Let’s face it, equipping yourself with Russian language skills prior to a visit is a daunting task. There are disincentives to learning such a relatively complex language as a visitor; the principal one being that most of you are going to be just that: visitors, not residents, not workers on extended contracts, or individuals having cause to stay for a lengthy period of time, for any reason.
Why make all the effort for two weeks on an annual break that may only be a one-time excursion? Another prevalent (and incorrect) mentality is that, “Everyone speaks English these days”, so why bother learning Russian, or by the same logic – any language? Speaking as a Brit, It’s well known that our multi-lingual abilities are often shamefully inadequate when compared to our European neighbours (and those further afield too). I’ve frequently found that a foreigner’s (not just a European’s) native language, plus some level of English, is the minimum linguistic toolset that he or she will possess upon exiting academia. More embarrassing still (for us), an ability in 3 or more languages is not uncommon. By contrast, we may fall back on loops of loud pidgin English to get the point across (just why don’t they understand?!) – with perhaps a dash of mime thrown in for good measure (that’ll do it!).
So, I’m surely contradicting my earlier statement? And that, “Everyone speaks English anyway” is correct? Well, no. Just as today you will still find people who by their own admission are, “No good with computers”, you’ll still find Russians that never really took to English. Also, whilst the modern education system is pretty much “on-point” when it comes to equipping modern students; previous generations of perfectly capable, intelligent Russians may have avoided English altogether. They simply didn’t need it, or it was never taught. You’ll also find, unsurprisingly, that larger cosmopolitan centres -I’m thinking of St, Petersburg and Moscow have a relatively higher incidence of English speakers than some remoter towns deep inside Siberia, though don’t automatically expect complete fluency anywhere. Whilst the English language may be at the centre of your world, Earth is a big place. It’s sobering to contemplate that only half of the sites on the internet have English language pages, even more so that English language users on the internet are only 26% of the global total.
The Foreign Service Institute (FSI) graded foreign languages in four categories of increasing learning difficulty for native English speakers. Russian came fourth along with other Slavic tongues, -unsurprisingly. In the same category were Bengali, Icelandic and Zulu! That’s the FSI’s considered assessment of course, not necessarily a hard and fast “law” by any means. We each have different aptitudes, naturally. All things being equal (which they aren’t), the difficulty level would require around 1100 hours of class time to gain a “general” level of proficiency, according to the FSI.

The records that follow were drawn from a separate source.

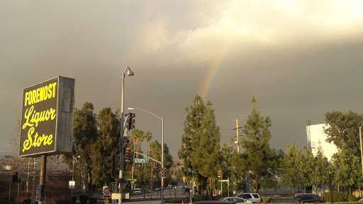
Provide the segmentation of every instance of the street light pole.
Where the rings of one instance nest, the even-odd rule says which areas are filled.
[[[123,169],[123,102],[124,102],[124,84],[125,84],[125,74],[126,74],[126,71],[128,69],[128,76],[133,76],[135,74],[130,69],[130,67],[126,67],[125,68],[125,71],[122,73],[122,77],[121,77],[121,135],[120,135],[120,171],[118,174],[118,192],[120,193],[120,198],[118,198],[118,204],[122,203],[122,186],[123,183],[121,183],[122,180],[122,171]]]
[[[363,123],[360,125],[359,127],[359,142],[360,142],[360,159],[362,161],[362,176],[363,176],[363,148],[362,144],[362,125]]]
[[[162,120],[162,169],[164,169],[164,118],[162,117],[159,117],[157,115],[156,115],[155,114],[151,113],[150,111],[149,110],[145,110],[145,109],[143,109],[143,108],[128,108],[128,110],[143,110],[145,112],[147,112],[147,113],[149,113],[150,114],[155,116],[156,118]],[[162,202],[161,202],[161,204],[164,204],[164,186],[163,186],[163,183],[164,183],[164,177],[162,177],[162,196],[161,196],[161,198],[162,198]]]

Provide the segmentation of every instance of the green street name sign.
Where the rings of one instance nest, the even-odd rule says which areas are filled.
[[[149,159],[133,159],[134,163],[149,163]]]

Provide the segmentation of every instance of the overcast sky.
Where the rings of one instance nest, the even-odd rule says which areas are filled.
[[[126,66],[135,76],[125,78],[125,111],[164,117],[174,161],[196,94],[213,104],[221,144],[236,135],[236,119],[245,123],[255,94],[272,121],[271,146],[301,148],[306,120],[363,112],[362,8],[333,0],[1,1],[0,151],[13,149],[23,89],[74,78],[76,108],[116,110]],[[160,142],[161,120],[134,111],[136,127]]]

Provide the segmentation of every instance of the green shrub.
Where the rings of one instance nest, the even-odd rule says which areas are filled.
[[[89,198],[88,202],[89,202],[89,204],[96,204],[97,203],[97,198]]]
[[[88,201],[88,195],[84,194],[84,195],[79,195],[79,202],[81,204],[86,204]]]
[[[60,199],[57,201],[55,201],[55,203],[57,204],[69,204],[71,201],[68,199]]]
[[[357,198],[354,195],[348,195],[348,201],[354,202],[355,200],[357,200]]]
[[[326,202],[331,202],[331,195],[330,192],[323,193],[323,199]],[[333,192],[333,201],[342,202],[344,201],[344,194],[342,192]]]
[[[207,196],[204,194],[195,194],[194,201],[201,201],[207,200]]]

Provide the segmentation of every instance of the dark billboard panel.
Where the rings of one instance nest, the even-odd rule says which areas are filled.
[[[23,93],[20,157],[72,152],[74,79],[57,76]]]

The question, “Why bother if I’m only going to be there for two weeks?” can only be answered by yourself. It is quite possible to stay within your tourist “bubble”, be chaperoned around in a group lead by a guide/translator/interpreter and peer out at your surroundings whilst never truly engaging with the locals. You’ll see the fascinating sights that tourist Russia is famous for and no doubt come home with some great anecdotes, photographs and souvenirs. Then you can tick Russia “off” your bucket list and move on. If you are happy with the above scenario then that is “correct”, -for you. Frankly though, I think you’re missing out. Anyone who’s ever shared a joke with someone in the latter’s native (foreign) language will know exactly what I mean.
Incidentally, you may find a little extra encouragement/motivation from the locals,- as Donovan Nagel pointed out on The Mezzofanti Guild site:-
“In Russia I found that people expected me to speak Russian and the few times I asked if anyone spoke English I got looked at as if to say, ‘No and why should I speak English?’ …You’re forced to adapt and learn the language as quickly as possible if you want to get by.”